Welcome to our CHEATfactor Game Review of Homeworld: Deserts of Kharak. We review the game and then factor in how the available cheats affect the overall game experience. For better or worse, our reviews will help you decide whether or not to use cheats when playing the game.
More often than not when a new entry in a series releases almost twenty years after the original the results are less than spectacular but Homeworld: Deserts of Kharak proves that there's an exception to every rule. It's the rare game that pays homage to it's classic lineage but doesn't rely on it. Instead, it takes the formula established previously and puts enough of a unique twist on it to create a unique experience that somehow still feels familiar. Even if you haven't played the original, there's something for every RTS fan to enjoy in Deserts of Kharak and it's something you should definitely experience, minor issues aside.

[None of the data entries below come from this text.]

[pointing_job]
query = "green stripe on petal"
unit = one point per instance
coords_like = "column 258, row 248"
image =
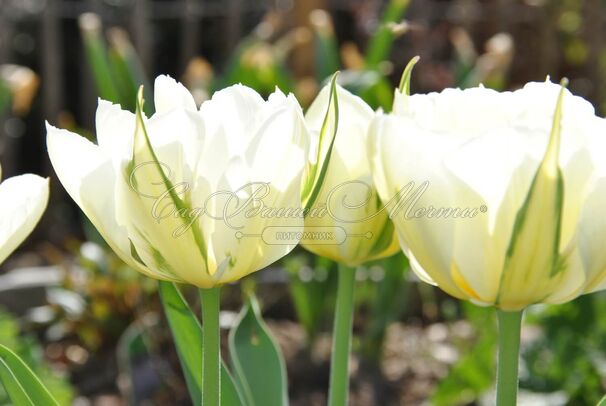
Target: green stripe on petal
column 532, row 259
column 143, row 152
column 316, row 172
column 404, row 86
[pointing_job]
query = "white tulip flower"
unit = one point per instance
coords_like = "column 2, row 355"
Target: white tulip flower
column 496, row 198
column 188, row 194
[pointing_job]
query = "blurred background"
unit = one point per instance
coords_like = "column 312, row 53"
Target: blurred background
column 94, row 329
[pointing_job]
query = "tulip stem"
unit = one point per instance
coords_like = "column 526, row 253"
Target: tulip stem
column 509, row 353
column 341, row 343
column 211, row 352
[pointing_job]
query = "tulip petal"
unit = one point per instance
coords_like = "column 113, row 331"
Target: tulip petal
column 316, row 170
column 89, row 178
column 532, row 259
column 22, row 201
column 170, row 95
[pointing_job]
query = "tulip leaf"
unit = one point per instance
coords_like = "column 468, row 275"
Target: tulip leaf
column 128, row 70
column 21, row 384
column 326, row 47
column 187, row 333
column 96, row 53
column 258, row 364
column 316, row 172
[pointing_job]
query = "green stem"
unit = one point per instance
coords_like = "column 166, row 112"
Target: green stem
column 211, row 352
column 341, row 343
column 509, row 354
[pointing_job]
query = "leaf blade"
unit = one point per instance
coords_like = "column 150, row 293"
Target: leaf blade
column 250, row 345
column 20, row 382
column 187, row 333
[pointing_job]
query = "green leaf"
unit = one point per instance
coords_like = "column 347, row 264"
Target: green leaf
column 258, row 364
column 325, row 46
column 187, row 333
column 20, row 382
column 315, row 173
column 382, row 40
column 404, row 86
column 96, row 53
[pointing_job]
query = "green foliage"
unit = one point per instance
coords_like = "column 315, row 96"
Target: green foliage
column 22, row 364
column 474, row 372
column 187, row 333
column 256, row 64
column 382, row 40
column 117, row 71
column 259, row 367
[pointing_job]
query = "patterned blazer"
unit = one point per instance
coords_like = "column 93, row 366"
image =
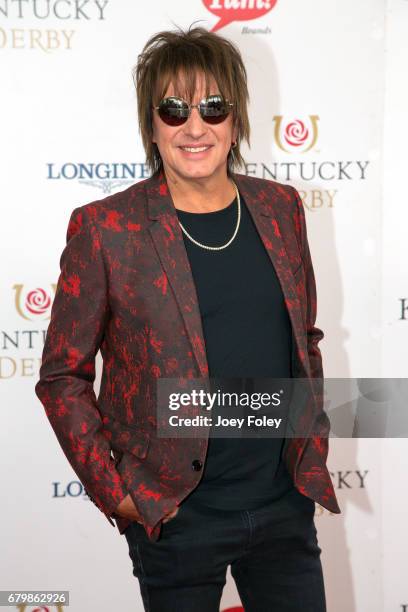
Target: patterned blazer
column 126, row 289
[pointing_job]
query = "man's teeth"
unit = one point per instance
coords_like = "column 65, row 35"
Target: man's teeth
column 194, row 150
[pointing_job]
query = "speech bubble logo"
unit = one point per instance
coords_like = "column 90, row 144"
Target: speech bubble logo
column 228, row 11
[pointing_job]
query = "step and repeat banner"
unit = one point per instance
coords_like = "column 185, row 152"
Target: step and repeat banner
column 328, row 89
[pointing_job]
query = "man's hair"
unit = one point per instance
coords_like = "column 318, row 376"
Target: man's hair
column 169, row 55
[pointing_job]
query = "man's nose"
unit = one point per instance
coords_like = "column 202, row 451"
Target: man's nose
column 195, row 125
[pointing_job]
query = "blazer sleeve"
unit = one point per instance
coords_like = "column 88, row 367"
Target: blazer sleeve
column 314, row 334
column 79, row 314
column 321, row 423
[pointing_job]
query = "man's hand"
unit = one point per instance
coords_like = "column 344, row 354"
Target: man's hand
column 127, row 509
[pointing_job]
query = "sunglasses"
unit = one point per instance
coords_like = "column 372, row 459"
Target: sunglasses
column 176, row 111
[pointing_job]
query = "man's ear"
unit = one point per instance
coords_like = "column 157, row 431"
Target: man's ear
column 235, row 132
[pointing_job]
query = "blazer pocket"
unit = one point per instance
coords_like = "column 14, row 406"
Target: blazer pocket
column 123, row 438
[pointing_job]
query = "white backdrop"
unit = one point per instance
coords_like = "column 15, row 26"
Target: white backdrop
column 328, row 107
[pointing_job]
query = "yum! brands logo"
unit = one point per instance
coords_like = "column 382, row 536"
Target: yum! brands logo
column 295, row 136
column 228, row 11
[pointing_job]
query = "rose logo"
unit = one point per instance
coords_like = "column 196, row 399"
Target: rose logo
column 37, row 301
column 296, row 133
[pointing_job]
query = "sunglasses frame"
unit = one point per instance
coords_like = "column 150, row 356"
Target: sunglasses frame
column 197, row 106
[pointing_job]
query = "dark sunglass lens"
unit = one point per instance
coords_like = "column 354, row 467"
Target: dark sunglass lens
column 173, row 111
column 215, row 109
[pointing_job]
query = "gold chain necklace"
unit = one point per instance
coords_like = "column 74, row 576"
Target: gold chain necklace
column 224, row 246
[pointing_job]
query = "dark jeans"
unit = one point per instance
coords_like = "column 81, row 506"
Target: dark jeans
column 273, row 553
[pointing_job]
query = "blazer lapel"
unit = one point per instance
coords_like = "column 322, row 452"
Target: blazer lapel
column 168, row 240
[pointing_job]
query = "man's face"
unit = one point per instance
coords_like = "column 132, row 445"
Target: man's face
column 194, row 133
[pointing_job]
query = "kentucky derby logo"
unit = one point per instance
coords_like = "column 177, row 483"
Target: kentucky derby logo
column 296, row 136
column 32, row 303
column 228, row 11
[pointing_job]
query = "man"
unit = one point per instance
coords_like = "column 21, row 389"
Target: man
column 195, row 272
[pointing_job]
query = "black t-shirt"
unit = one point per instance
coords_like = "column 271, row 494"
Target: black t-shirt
column 247, row 333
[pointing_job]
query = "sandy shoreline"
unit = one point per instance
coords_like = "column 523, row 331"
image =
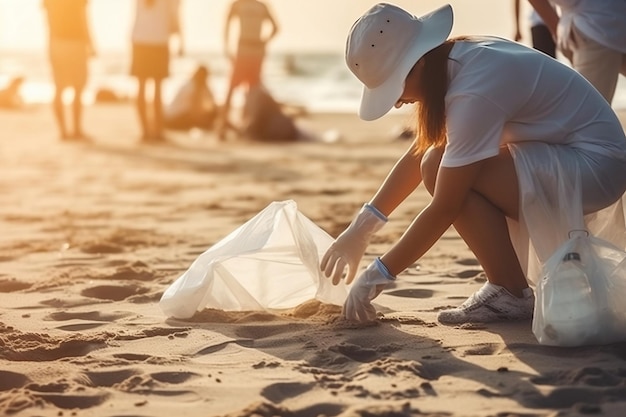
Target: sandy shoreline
column 93, row 235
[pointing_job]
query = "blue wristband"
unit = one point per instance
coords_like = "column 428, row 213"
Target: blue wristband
column 376, row 212
column 383, row 269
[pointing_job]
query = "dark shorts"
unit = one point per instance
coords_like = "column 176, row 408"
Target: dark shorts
column 542, row 40
column 150, row 61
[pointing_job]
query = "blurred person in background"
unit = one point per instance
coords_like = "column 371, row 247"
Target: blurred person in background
column 156, row 22
column 541, row 37
column 69, row 47
column 194, row 105
column 247, row 62
column 592, row 34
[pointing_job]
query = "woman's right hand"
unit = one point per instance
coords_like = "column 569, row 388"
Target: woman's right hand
column 348, row 249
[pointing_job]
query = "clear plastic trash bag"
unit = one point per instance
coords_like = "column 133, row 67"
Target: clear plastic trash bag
column 579, row 277
column 270, row 262
column 580, row 297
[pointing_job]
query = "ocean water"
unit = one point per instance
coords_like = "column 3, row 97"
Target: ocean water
column 320, row 82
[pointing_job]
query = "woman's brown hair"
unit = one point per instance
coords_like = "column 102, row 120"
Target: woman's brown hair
column 431, row 111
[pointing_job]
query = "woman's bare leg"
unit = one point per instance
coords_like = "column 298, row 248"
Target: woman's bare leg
column 482, row 223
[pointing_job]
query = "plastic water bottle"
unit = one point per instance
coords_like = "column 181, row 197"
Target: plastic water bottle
column 570, row 311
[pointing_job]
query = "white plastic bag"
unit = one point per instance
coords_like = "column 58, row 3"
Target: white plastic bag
column 550, row 208
column 269, row 262
column 580, row 297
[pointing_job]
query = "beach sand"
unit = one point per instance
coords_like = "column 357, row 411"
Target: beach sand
column 93, row 234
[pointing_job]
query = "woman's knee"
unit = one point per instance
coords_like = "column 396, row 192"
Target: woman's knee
column 430, row 166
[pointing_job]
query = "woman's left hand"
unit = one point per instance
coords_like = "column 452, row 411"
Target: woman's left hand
column 368, row 285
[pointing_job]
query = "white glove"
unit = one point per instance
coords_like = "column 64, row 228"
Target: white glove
column 348, row 249
column 369, row 285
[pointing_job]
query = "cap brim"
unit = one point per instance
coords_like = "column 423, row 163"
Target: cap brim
column 376, row 102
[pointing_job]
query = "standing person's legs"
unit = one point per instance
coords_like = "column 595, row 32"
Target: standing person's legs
column 142, row 108
column 157, row 103
column 58, row 64
column 597, row 63
column 59, row 111
column 77, row 109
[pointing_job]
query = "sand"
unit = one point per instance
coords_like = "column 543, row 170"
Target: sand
column 93, row 234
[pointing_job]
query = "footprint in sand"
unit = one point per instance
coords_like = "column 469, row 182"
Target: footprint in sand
column 114, row 292
column 411, row 293
column 12, row 380
column 13, row 285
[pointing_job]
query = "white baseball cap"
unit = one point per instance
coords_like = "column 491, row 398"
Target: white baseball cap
column 382, row 47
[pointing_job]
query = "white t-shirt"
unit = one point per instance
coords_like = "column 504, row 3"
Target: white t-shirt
column 604, row 21
column 155, row 23
column 504, row 92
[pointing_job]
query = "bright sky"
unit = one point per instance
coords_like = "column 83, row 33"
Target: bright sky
column 318, row 25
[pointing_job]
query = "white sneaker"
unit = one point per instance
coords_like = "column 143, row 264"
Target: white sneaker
column 491, row 303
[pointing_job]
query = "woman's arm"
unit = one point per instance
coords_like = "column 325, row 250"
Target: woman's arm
column 401, row 181
column 451, row 191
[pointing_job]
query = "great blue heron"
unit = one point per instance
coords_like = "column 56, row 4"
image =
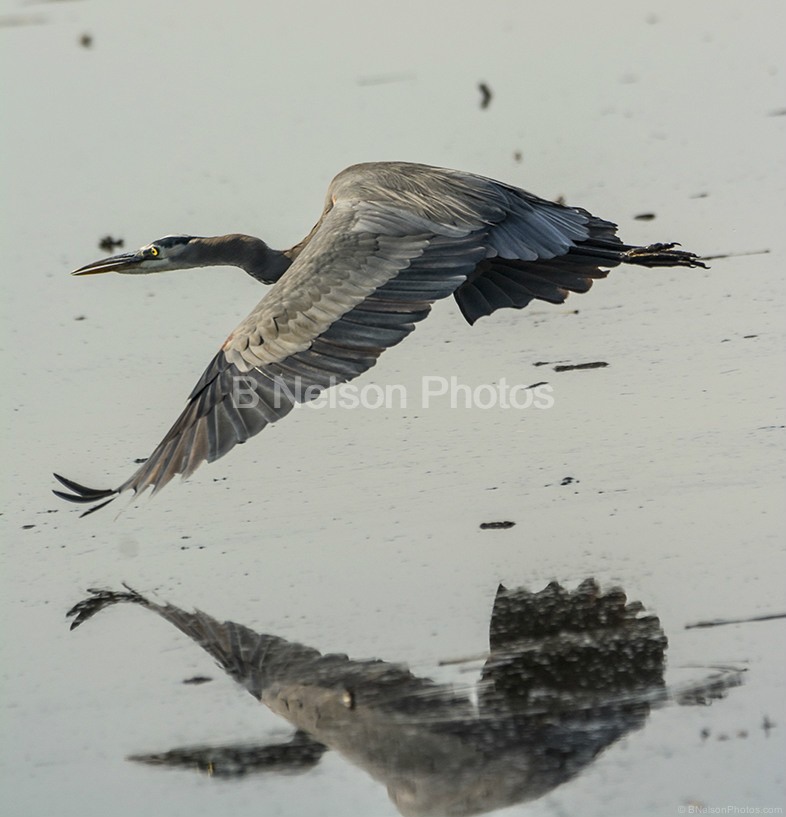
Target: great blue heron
column 393, row 238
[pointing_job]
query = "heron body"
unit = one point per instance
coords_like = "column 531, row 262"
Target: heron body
column 393, row 238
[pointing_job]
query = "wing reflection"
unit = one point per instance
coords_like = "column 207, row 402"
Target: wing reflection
column 568, row 673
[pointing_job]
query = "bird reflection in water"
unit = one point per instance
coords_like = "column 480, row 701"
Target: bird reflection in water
column 568, row 673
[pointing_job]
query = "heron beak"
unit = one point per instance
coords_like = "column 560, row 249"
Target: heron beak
column 115, row 263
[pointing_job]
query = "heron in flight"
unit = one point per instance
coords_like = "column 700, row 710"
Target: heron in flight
column 393, row 238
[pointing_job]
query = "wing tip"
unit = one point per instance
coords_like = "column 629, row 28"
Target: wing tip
column 81, row 494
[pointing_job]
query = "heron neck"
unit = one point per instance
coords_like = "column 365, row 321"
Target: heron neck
column 245, row 251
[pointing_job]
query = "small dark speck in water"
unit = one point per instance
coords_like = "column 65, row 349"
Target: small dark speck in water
column 107, row 243
column 569, row 367
column 486, row 95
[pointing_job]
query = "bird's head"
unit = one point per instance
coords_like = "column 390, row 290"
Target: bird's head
column 169, row 253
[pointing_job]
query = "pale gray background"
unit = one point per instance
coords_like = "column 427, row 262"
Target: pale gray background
column 358, row 530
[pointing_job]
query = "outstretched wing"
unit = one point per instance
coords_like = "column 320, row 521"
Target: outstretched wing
column 394, row 238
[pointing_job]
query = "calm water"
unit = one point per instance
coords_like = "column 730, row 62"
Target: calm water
column 357, row 531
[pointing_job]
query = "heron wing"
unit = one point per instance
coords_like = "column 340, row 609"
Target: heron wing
column 393, row 239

Deserts of Kharak takes place before the events of 1999's Homeward but it rarely feels like it's just trying to setup the events of the story thanks to dynamic characters are remarkable writing. Your society is clinging to life on a desert planet over ruled by the religious zealots known as the Gaalsien. The game's main character Rachel embarks on a do or die mission to recover an ancient artifact that could change everything and that's why the Gaalsien are willing to do everything to stop you and your mission. It's not the most revolutionary story but it's brought to life thanks well fleshed out characters that you'll not only care about, but care if they succeed or fail.
While interesting, the campaign isn;t without it's flaws. Most of the story's exposition is told through as series of post-mission briefings and info dump that seem more like a chore to read. It helps that they're delivered by mostly stellar voice acting but it can be a bit overwhelming when you're deep into the game. I also found that there was quite a bit of downtime once some of the battles were finished, like waiting for scavengers to finish mining for resources. There are also only two factions in the game, a paltry number compared to most modern RTS games but they're handled well enough here that you won't mind much once you get into the meat of the game.
This is definitely a game that encourages creativity and experimentation over simply building up your army as quickly as possible. While that strategy will always work, Deserts of Kharak allows you to think creatively and even a less powerful army can claim victory against a superpower by great positioning and strategy. Like most RTS games, Deserts of Kharak often becomes more of a question of timing and placement over size and artillery, but they don't hurt of course. The game heavily rewards players who can find the right balance between micromanaging their units and tactical action by giving out quick experience boosts that actually matter. Towards the middle of the game I had leveled up one of my weapons to a level the I felt nearly invincible and it was spectacular.
I often felt like Deserts of Kharak boiled the RTS genre down to it's most basic ideas. Take a game like Starcraft for instance, with upwards of twenty different unit types and compare that with the roughly seven that Deserts of Kharak employs. The fact that this game can do so much with so few is astounding. Nowhere is this more true than with your ship, which serves as your base of operations. It starts out slow and cumbersome, almost feeling like a chore to protect but as you progress through the game and outfit it with new technology and weapons it becomes a major component of your strategy and can eventually feel like an unstoppable war machine. During my time with Deserts of Kharak, I became nearly obsessed with making my base ship as badass as possible.
Battles in Deserts of Kharak are tactical and rewarding. Your enemies are relentless and challenging but I never felt like they were unfair or that I was up against something that I could not defeat, and that's important. I always felt like my next goal, my next victory was in reach, regardless of what I was up against. The game makes minute to minute resource management more important than skill-trees and upgrades which kept me in the middle of the fight and not toggling between menus. Most battles became frantic attempts to get my units in the right position at the right time. Did I fail often? Of course, but it just made me want to get back into the fray even faster. It helps that the game features remarkably realistic voice chatter and sound effects that sound great, especially when playing with surround sound headphones.
Homeworld: Deserts of Kharak quickly became one of my favorite RTS in recent years, and I spent a lot more time with it than even I thought I would. It quickly became one of those games that even when I walked away, I was still thinking about it, thinking about how to better align my armies. It's a remarkably deep game that does a lot with seemingly only a little. Perhaps most important, it takes the lineage from a classic series and uses it to create it's own remarkable legacy. Fans of the RTS genre will want to take the trip back to Homeworld.